Our State Senator, Jerry Hill, is the author of a bill in the current legislative session that will, if it becomes law, prohibit the retail sale of most flavored tobacco products statewide. (Our Assemblyman, Marc Berman, is a principal co-author.) The bill has been passed by the Senate and is now in the Assembly. It was passed this week by the Assembly health committee and faces several more daunting hurdles in the next few weeks. (The health committee hearing is archived at assembly.ca.gov/media/assembly-health-committee-20200804/video, beginning at 1:50:30.)
Palo Alto's and Santa Clara County's new ordinances and (if it becomes law) SB 793 will reduce the number of children becoming addicted to nicotine in the future. But we must not forget those who have already become addicted.
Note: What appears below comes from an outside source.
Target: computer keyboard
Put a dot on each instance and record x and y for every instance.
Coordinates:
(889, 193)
They will need ongoing treatment, counseling, and support from trained professionals. I hope we can find the resources to provide that. Since both vaping and COVID-19 can attack and weaken the lungs, we can expect vapers, even young ones, to have increased susceptibility and worsened outcomes. In the age of COVID-19, we should watch the research and redouble our
efforts to protect ourselves and our families.
These aren't the only local efforts to restrict vaping. A year ago, the Palo Alto PTA Council, with about 6,000 members, most of whom are parents of students in our 17 public schools, set up a committee to study vaping and flavored tobacco and to develop a resolution to guide the California State PTA's advocacy on the topic. I served as co-chair of this committee. At the PTA's statewide association meeting in June, our resolution was adopted with a 99% "yes" vote of all the attendees. Ninety-nine percent. That is not a typo. Parents of every description, from every corner of California, have reacted strongly to the heartbreaking struggles of our teens who try something on a whim or a dare and become hooked for life.
In addition to thanking our city council, I want to thank our elected representatives at the county, state and federal levels, and our public health experts in government and in academia for their efforts to protect our kids from nicotine addiction. I believe I am speaking not just for myself but for thousands of parents locally and many more statewide. As a longtime friend of mine in Palo Alto reminds me periodically, "If we can't keep our children safe, it doesn't much matter what else we do."